The national Trust owns the land in Druridge Bay. There is a long stretch of dunes, beach and wetland habitat and the cycle path goes through this country park. It is quite rough for cycling being surfaced with debris from an open cast mine that has become now a large lake. We were lucky enough to see a stoat. It crossed our path, then, at its hole it stood up and turned its head to look at us for some milli-seconds before diving down out of sight. It was obviously curious. There is a visitor centre towards the end of the park. It has a cafe and an interactive but simple display on the area. It also sells a few books and nicknacks. We stayed here while it rained.
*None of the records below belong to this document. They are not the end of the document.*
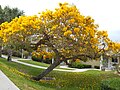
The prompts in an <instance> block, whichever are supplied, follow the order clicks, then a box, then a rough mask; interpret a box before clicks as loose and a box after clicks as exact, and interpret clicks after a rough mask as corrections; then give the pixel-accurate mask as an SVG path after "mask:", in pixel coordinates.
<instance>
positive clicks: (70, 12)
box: [0, 3, 111, 80]
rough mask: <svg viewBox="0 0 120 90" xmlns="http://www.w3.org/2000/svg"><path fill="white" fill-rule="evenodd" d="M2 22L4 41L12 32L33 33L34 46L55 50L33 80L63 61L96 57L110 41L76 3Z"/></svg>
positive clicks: (7, 40) (105, 33)
mask: <svg viewBox="0 0 120 90" xmlns="http://www.w3.org/2000/svg"><path fill="white" fill-rule="evenodd" d="M4 24H6V25H4ZM4 24H2V25H1V31H0V33H1V37H2V39H3V41H4V42H9V40H11V38H14V37H16V36H17V37H18V38H17V39H19V40H20V39H21V37H22V38H23V37H24V36H25V38H24V39H27V38H28V37H31V36H32V35H36V36H37V37H38V40H39V42H38V43H37V45H36V46H41V45H45V46H47V47H49V48H50V49H51V50H53V52H54V53H55V56H56V60H55V61H54V63H53V64H51V65H50V66H49V67H48V68H47V69H46V70H44V71H43V72H42V73H41V74H39V75H38V76H37V77H34V78H33V79H35V80H40V79H41V78H43V77H44V76H45V75H47V74H48V73H49V72H51V71H52V70H53V69H54V68H55V67H57V66H58V65H59V64H60V63H61V62H63V61H67V60H70V59H71V60H74V59H80V60H83V61H84V60H85V59H86V60H87V59H88V60H92V59H96V58H99V57H100V56H101V54H102V53H104V52H105V49H106V48H108V47H109V43H110V42H111V41H110V40H109V38H108V34H107V32H106V31H98V30H97V28H98V25H96V24H95V23H94V19H92V18H91V17H90V16H83V15H82V14H81V13H80V12H79V10H78V9H77V7H76V6H74V5H69V4H67V3H64V4H61V3H60V4H59V8H56V9H55V10H54V11H50V10H46V11H44V12H41V13H40V16H39V17H37V16H21V17H19V18H15V19H13V20H12V21H11V22H10V23H4ZM13 40H14V39H13ZM102 46H103V47H102ZM101 47H102V48H101Z"/></svg>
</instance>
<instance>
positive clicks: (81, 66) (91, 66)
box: [69, 62, 92, 69]
mask: <svg viewBox="0 0 120 90" xmlns="http://www.w3.org/2000/svg"><path fill="white" fill-rule="evenodd" d="M69 67H71V68H79V69H81V68H91V67H92V66H91V65H86V64H81V63H80V62H72V63H71V64H69Z"/></svg>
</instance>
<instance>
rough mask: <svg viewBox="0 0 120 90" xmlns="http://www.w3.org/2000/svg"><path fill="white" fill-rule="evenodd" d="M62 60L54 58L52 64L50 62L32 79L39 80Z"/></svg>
mask: <svg viewBox="0 0 120 90" xmlns="http://www.w3.org/2000/svg"><path fill="white" fill-rule="evenodd" d="M61 62H62V61H61V60H56V61H55V62H54V63H53V64H51V65H50V66H49V67H48V68H47V69H46V70H44V71H43V72H42V73H41V74H40V75H38V76H36V77H32V79H34V80H36V81H39V80H40V79H42V78H43V77H44V76H46V75H47V74H48V73H50V72H51V71H52V70H53V69H54V68H55V67H57V66H58V65H59V64H60V63H61Z"/></svg>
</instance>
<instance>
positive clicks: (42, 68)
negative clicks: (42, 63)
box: [2, 55, 98, 72]
mask: <svg viewBox="0 0 120 90" xmlns="http://www.w3.org/2000/svg"><path fill="white" fill-rule="evenodd" d="M2 57H3V58H7V56H5V55H2ZM18 60H28V59H22V58H12V61H13V62H17V63H20V64H23V65H27V66H31V67H35V68H41V69H47V67H43V66H38V65H33V64H29V63H25V62H21V61H18ZM65 68H66V67H65ZM67 68H68V67H67ZM68 69H69V68H68ZM53 70H56V71H64V72H84V71H88V70H98V69H93V68H90V69H76V68H74V69H73V70H65V69H53Z"/></svg>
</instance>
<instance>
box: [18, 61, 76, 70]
mask: <svg viewBox="0 0 120 90" xmlns="http://www.w3.org/2000/svg"><path fill="white" fill-rule="evenodd" d="M19 61H21V62H25V63H29V64H33V65H37V66H43V67H48V66H50V64H46V63H42V62H37V61H33V60H19ZM56 68H57V69H64V70H74V68H60V66H57V67H56Z"/></svg>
We headed off again into more rain almost bypassing Amble, a little residential and resort town. We passed by boat yards beside the River Coquet. A mile off shore is small Coquet Island, an RSPB reserve and boats are not allowed to land.

 

Next we were on the road to Warkworth- sitting in a loop of the river with an imposing castle at the top of the street we thought it a charming place and wished it was time for lunch so we could linger. The castle had been present at least from 1139 and is tended by English Heritage. We sheltered under a little arch with some locals caught out in another shower. Tea shops, large pubs, shops and   a post office line the village with a lot of history to discover- old bridge, Hermitage (English Heritage, like the castle) all in a picturesque river setting.

 


It was a bumpy cycleway cum footpath beside the road to Alnmouth and it was nice to be free of car’s splashing. There was a little wooden bridge we had to lift bike onto just before Alnmouth as we road through fields. Then we had to take the road again into the town. Quiet and residential with a few pubs to choose from, we opted for the Sun Inn because we were fed up with the rain! I had to change all my clothes in the Ladies. We enjoyed our sandwiches and chips- mine were stuffed with crayfish.

 


We were soaked again by Craster, reached by cycleway. Bob ordered some smoked kippers to be sent home from the Smokery there. They arrived just after we got back and still to be enjoyed!( now deliciously devoured!) We found The Shoreline Cafe to drip in, and, over drinks and a slice of sponge we tried to contact some possibilities for B and B. No phone reception yet again! We must have looked a sorry sight and the cafe ladies said we should use their land line. Lucky first time and we had a bed for the night.

 

In a more relaxed state we rode the next 9 miles which would have been prettier on a less grey day. We went via North Sunderland to arrive at the right part of Seahouses without touching the town itself. The B and B was a modern house in a little cul de sac with only a sink- no shower included with our room. Another couple said we could use their jaccuzzi bath which we did. The bike went in their garage with the doors left open till sundown because of the swallows nesting in the rafters there.

 

The nearest pub was modern, soulless and empty. The meal was done almost grudgingly and was expensive but it tasted OK. The beer was awful. Bob told them they needed to watch how they kept it and they insisted on giving him his money back, to their credit, which was put in the Lifeboat box. We sat in the guest sitting room watching TV which was better than our room which, though very nice, was small.